Number 12: for the week of April 15, 2010
My dear readers,
The main overarching issue with that I see in this week's articles is the concept of ideology. What is it? How is it expressed? What role, if any, does it or should it play in the composition classroom of the new millennium? In her article "diversity, ideology, and teaching writing" Maxine Hairston, appears to make the claim, unless I am missing something, that ideology has no place in the composition classroom. Indeed I would argue she sees no room in the composition classroom for anything other than what we might think of as strict composition, that is grammatical considerations and just simply trying to figure out what it means to write.
Okay, I can see where she gets that since composition studies is a new discipline and she's trying to show it as separate from literary studies. However I think she goes too far. As I stated earlier in one of my previous blog entries I am an outer directed theorist as defined by Bizzell. In other words, I believe that nothing happens in a vacuum. However, according to Hairston apparently composition studies takes place in a bubble where nothing else has any business being at any time. Well, forgive me for saying so but that sounds to me like guarding the tower the first and most academically shortsighted stage of "diving in" by Mina Shaughnessy. All right, Madam Hairston so you don't want the writing class to be all about politics, eh? Fine neither do I to be honest with you. But in the same breath, you also don't want it to have anything to do with literature.

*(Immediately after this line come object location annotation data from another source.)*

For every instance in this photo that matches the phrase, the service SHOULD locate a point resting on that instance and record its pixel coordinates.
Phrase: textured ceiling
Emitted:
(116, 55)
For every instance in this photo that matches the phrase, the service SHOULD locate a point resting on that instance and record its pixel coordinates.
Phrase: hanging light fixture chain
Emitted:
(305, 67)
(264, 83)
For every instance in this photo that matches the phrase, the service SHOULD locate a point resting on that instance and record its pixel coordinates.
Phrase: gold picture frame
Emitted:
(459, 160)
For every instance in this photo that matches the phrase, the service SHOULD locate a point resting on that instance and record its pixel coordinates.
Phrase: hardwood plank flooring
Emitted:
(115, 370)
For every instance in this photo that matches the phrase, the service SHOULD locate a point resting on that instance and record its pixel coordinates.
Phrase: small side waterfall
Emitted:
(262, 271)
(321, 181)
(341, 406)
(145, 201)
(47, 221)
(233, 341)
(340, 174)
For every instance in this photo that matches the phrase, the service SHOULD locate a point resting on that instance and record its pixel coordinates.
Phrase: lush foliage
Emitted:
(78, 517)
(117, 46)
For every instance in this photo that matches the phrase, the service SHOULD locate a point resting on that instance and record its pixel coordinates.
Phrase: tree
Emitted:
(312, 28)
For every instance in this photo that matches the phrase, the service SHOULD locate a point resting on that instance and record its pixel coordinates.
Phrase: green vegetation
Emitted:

Again, fine. Remember though, that as Peter Elbow points out in his article, “reflections on academic discourse: how it relates to freshman colleagues" having students just write what they are comfortable with isn't necessarily productive either. Besides, even if students only write about their own experiences, all of those experiences are still going to be influenced by the world around them, which is itself literally dripping in ideology of one form or another because the people in it have ideological beliefs whether they realize them or not.
As Berlin points out a rhetoric can never be neutral or just an arbiter of cultural disputes because it is built by people that have a stake in those disputes. Show me one person who can truly be neutral on a topic about which they care passionately. I do not think you can do it. Nor would I expect you to be able to. Freire correctly points out that "all educational practice implies a theoretical stance on the educator’s part”. In other words, even by asking my students to call me "professor Altman" as opposed to "James" I am making the choice. I make the choice in this case because that is what I am used to, and more importantly that is what I believe is proper for an educator at any level. Why do I say this? Why am I uncomfortable with my students calling me by my first name? Simply put, I cannot recall ever taking a class where a teacher said for instance "call me Jack". In 1980s East Texas, and suburban Los Angeles, that just wasn't done. In fact, the one kid I saw try it got his face slapped. That was still legal in those days.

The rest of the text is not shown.